She looks down at the stuffed animal in her hands, playing with a soft round ear. “They always wrote reports.” 

No need to ask who ‘they’ were. 

“And…that’s bad?” 

She nods, and then shakes her head, and then scowls at the bear. 

“Reports bad because…..because.....they see me, they write reports; they – they make me do things, they write reports. P-papa makes me do things, they write reports. Scratching, scratching, always scratching –“ her voice is rising and she can’t help it. 

She cuts off abruptly as one large, warm hand reaches out to cover her own. Aside from the night before, he’s rarely touched her, knowing from her flinches and cringes it’s not welcome. But this, this isn’t a bad touch, like the men in the other place (the laboratory, her mind supplies the new word) who would grab her arms and hands so tightly she’d have marks for days. 

“It’s okay, kid.
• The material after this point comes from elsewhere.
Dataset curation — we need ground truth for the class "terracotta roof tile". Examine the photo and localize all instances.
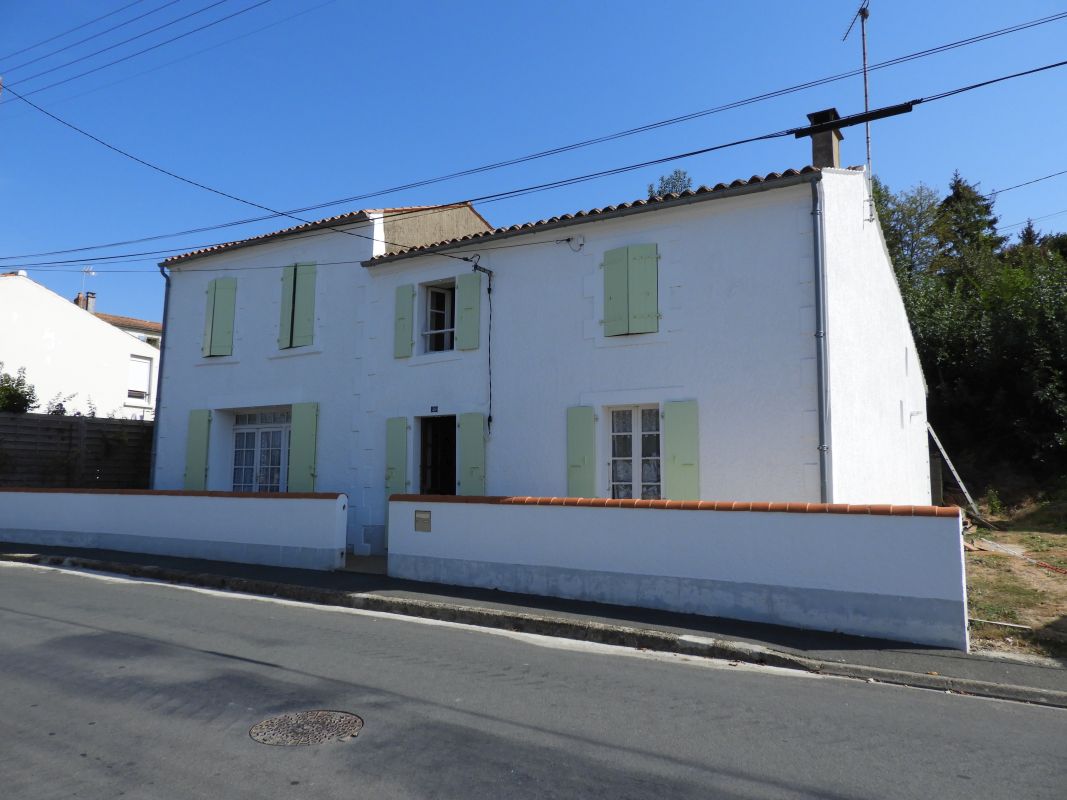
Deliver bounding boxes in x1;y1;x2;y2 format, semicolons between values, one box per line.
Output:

I understand.” 

Peeking up at him, she gets a funny feeling that he does understand, and it makes her wonder. “You have things that….make you flip your lid?”
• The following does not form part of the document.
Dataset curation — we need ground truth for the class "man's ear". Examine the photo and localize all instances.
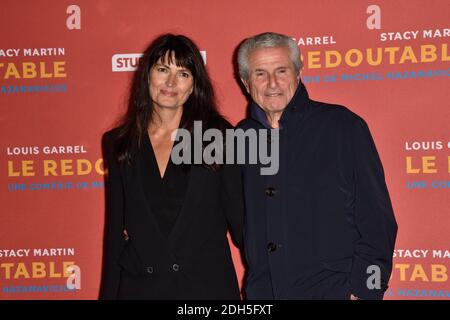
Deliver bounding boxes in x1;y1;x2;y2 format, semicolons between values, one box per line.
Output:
241;78;250;93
The pain in his eyes is quickly masked, but not before she can see and recognize it, and there’s that worm behind her ribs again and she shouldn’t have asked. 

“Yeah,” he says roughly, heaving a sigh. “Yeah, there are. But trying to avoid those things isn’t, isn’t always the best thing, you know? It’s sure as shit not easy, and sometimes it can make things worse, but…”
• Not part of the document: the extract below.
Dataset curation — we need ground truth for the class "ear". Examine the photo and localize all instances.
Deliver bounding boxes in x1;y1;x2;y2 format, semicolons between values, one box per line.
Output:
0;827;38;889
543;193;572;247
Puzzled, she watches as he gets up and goes to the kitchen table, grabbing one of the papers before coming back to sit on the bunk.

“Here. This is what’s called a police report.”

Curious now, she takes the paper from him gingerly. 

“Police report?”

He nods, pointing to different spots on the page as he continues talking. “Whenever the police respond to a call, we need to make a report, keep a record. This here is where we write down what day the call came in, who took the call…”

She can’t repress a shiver as she takes in the lines of black text scrawled across most of the page, and shoves it back at him almost frantically, interrupting him. 

“Not good.”

He accepts the paper back from her, glancing over it. “Well, no, not really. But I thought you might find it interesting.”

That makes her pause. “Why?”

He studies her in a way that reminds her again of the men at the laboratory, but before it gets too bad he asks her, “You don’t think so? Even though it’s about your friends?”

 _Her friends._

Her friends, who she hasn’t seen for months now. 

_Mike._

She’s seen him, in the In-Between. But it almost hurts more, listening to him talk to her and not being allowed to talk back (she doesn’t think _he_ knows about that, but is too afraid to ask in case he tells her to stop).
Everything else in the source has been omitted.